Baltimore and Ohio Railroad

It was on February 28, 1827 that the Baltimore and Ohio (B&O) Railroad Company was incorporated in Maryland, A week later on March 8th the incorporation was confirmed by Virginia. By the 24th of April, the company’s first Board of Directors had been elected with Philip E. Thomas as its first President.

Construction began on July 4, 1828 and nearly two years later on May 24, 1830, the first section, from Baltimore to the town of Ellicott’s Mills (now called Ellicott City) opened.
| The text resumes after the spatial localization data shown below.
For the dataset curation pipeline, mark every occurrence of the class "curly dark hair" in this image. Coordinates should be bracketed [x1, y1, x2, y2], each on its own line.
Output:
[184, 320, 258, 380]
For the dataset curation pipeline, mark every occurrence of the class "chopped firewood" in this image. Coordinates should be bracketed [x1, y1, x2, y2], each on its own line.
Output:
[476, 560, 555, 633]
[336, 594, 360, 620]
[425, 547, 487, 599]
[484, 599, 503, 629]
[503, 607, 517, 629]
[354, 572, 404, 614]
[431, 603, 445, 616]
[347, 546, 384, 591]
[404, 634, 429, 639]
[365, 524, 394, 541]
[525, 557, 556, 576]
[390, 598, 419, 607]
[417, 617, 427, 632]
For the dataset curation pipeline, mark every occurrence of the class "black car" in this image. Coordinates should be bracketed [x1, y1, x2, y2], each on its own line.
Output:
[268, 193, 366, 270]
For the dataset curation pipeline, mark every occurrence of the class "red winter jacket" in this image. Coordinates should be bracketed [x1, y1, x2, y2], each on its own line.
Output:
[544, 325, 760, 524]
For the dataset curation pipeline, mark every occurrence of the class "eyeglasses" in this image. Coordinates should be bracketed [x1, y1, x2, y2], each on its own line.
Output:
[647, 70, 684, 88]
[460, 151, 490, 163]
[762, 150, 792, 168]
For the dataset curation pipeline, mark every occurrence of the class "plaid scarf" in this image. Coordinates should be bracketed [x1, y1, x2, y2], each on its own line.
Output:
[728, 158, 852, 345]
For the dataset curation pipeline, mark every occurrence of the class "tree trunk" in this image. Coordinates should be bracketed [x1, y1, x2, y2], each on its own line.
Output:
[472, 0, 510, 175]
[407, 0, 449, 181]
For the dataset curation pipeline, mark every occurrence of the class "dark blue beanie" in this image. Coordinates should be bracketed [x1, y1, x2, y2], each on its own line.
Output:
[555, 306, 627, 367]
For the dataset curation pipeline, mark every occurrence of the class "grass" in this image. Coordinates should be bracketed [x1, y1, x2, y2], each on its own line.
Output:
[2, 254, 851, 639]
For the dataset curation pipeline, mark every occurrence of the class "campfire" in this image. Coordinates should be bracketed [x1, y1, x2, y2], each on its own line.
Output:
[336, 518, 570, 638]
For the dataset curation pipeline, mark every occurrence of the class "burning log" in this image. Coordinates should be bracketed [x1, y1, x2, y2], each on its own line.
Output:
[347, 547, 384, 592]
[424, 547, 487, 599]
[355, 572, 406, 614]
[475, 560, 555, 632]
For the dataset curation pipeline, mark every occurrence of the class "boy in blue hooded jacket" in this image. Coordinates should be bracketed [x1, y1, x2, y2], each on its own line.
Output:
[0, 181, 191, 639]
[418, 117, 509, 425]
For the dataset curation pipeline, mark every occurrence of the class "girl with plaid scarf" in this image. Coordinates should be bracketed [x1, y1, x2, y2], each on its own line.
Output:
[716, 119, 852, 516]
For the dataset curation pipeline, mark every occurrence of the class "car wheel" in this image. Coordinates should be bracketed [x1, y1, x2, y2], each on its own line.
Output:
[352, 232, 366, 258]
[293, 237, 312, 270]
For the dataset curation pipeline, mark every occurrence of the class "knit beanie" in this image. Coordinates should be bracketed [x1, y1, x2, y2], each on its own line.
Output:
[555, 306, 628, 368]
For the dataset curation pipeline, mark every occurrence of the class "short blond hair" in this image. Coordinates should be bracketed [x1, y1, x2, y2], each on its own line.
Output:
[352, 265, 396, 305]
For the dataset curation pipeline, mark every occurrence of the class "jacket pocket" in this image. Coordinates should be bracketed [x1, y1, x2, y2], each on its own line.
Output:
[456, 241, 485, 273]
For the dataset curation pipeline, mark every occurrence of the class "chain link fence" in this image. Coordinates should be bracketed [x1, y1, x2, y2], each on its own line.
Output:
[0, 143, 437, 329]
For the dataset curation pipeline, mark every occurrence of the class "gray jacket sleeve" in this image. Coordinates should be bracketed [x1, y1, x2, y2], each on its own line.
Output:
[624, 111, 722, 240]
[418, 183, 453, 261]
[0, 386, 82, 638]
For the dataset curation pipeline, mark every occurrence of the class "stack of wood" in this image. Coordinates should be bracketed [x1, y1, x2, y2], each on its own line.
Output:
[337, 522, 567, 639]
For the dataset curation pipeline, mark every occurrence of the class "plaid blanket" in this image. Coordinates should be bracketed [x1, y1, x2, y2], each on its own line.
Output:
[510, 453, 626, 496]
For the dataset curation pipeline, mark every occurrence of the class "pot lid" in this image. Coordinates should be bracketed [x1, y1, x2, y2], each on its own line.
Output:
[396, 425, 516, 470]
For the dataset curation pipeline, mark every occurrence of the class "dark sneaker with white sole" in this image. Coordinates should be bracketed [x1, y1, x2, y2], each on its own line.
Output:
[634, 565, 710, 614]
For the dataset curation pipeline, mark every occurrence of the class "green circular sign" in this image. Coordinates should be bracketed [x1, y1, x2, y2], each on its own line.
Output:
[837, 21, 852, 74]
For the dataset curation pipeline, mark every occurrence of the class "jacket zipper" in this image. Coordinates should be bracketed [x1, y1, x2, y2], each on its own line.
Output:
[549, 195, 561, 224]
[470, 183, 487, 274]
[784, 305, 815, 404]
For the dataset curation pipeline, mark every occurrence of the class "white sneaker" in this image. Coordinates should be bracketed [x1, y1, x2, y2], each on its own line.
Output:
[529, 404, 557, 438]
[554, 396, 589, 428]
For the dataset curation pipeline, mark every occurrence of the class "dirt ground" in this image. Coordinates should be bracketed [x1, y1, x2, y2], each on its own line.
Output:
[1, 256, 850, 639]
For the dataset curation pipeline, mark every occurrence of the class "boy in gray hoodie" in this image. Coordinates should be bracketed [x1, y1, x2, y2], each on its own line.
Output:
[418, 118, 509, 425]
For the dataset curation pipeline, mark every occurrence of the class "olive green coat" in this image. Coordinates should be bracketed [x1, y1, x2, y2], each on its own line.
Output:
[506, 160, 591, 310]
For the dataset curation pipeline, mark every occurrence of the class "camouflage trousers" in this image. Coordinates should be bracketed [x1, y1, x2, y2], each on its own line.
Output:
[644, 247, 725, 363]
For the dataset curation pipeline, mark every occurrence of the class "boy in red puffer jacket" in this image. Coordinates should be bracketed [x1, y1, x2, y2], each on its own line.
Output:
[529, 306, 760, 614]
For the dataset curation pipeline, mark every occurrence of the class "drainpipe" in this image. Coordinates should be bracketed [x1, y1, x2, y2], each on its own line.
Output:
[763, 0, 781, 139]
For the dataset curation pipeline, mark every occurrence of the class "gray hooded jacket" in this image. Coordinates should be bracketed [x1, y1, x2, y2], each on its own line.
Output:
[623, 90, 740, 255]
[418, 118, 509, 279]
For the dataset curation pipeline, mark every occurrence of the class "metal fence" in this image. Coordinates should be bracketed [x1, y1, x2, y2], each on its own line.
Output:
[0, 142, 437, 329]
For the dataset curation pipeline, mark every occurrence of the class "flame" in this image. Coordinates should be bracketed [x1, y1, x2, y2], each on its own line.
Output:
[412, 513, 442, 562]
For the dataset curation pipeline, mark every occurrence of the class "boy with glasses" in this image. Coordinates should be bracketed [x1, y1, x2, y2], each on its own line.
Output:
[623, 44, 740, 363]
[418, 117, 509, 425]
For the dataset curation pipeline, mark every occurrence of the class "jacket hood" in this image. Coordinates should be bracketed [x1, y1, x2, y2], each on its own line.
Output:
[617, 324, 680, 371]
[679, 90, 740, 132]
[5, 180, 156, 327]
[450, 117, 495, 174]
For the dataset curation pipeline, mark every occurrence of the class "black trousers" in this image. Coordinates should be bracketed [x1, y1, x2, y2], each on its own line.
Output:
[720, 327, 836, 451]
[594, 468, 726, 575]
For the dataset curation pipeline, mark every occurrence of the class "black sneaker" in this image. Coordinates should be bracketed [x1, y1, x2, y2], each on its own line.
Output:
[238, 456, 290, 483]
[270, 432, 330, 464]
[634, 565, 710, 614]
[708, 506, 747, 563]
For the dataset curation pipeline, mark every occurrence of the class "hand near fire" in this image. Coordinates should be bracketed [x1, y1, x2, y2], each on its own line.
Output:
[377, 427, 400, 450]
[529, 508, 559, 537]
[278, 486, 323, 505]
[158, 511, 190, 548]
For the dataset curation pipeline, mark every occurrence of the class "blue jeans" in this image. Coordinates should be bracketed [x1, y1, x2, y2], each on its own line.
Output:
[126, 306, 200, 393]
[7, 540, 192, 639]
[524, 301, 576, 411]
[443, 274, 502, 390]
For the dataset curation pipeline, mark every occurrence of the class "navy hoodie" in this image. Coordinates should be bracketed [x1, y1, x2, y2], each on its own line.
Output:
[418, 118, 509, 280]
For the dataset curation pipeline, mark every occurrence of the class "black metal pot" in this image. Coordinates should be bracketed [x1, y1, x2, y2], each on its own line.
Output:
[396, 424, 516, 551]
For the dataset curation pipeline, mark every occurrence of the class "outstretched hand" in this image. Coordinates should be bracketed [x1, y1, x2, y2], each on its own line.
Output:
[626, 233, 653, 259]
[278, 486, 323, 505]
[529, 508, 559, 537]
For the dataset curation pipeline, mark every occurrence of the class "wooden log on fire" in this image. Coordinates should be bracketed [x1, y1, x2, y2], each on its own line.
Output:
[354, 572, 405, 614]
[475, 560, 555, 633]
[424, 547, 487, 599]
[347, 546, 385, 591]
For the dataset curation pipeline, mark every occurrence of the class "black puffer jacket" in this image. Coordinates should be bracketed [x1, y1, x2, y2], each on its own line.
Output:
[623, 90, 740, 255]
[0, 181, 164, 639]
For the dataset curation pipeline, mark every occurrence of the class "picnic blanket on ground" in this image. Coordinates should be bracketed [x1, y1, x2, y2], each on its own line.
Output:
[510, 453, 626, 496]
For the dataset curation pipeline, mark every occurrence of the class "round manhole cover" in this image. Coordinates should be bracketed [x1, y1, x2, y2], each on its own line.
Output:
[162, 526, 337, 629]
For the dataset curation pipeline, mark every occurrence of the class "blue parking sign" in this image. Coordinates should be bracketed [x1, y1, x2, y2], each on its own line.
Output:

The original terminus in Ellicott City is the oldest surviving station in America and now is a museum where there is a 40-foot model train layout showing the original thirteen miles of track.

Charles Carroll of Carrollton, one of the Maryland signers of the Declaration of Independence, laid the cornerstone of the Railway. The Carrollton Viaduct, the B&O’s first bridge and the world”s oldest railroad bridge still in use, was named for him.

The railroad was built to link the port of Baltimore in Maryland to the Ohio River at Wheeling and Parkersburg, Virginia, now West Virginia. The Baltimore harbor and the Ohio River were connected on the day before Christmas in 1852 when the line reached Wheeling.

On the same day as the groundbreaking for the B&O Railroad, the Chesapeake and Ohio Canal Company broke ground for the Chesapeake & Ohio (C&O) Canal. John Adams attended that groundbreaking. The 185 mile canal runs along the Potomac River from Alexandria, Virginia to Cumberland, Maryland.

Samuel Morse used the B&O Railroad right of way to send the first telegraph from the Capitol in Washington DC to Baltimore in 1844. The State of Maryland in 1833 chartered this spur of the railroad to Washington because of a demand for rail transportation between there and Baltimore.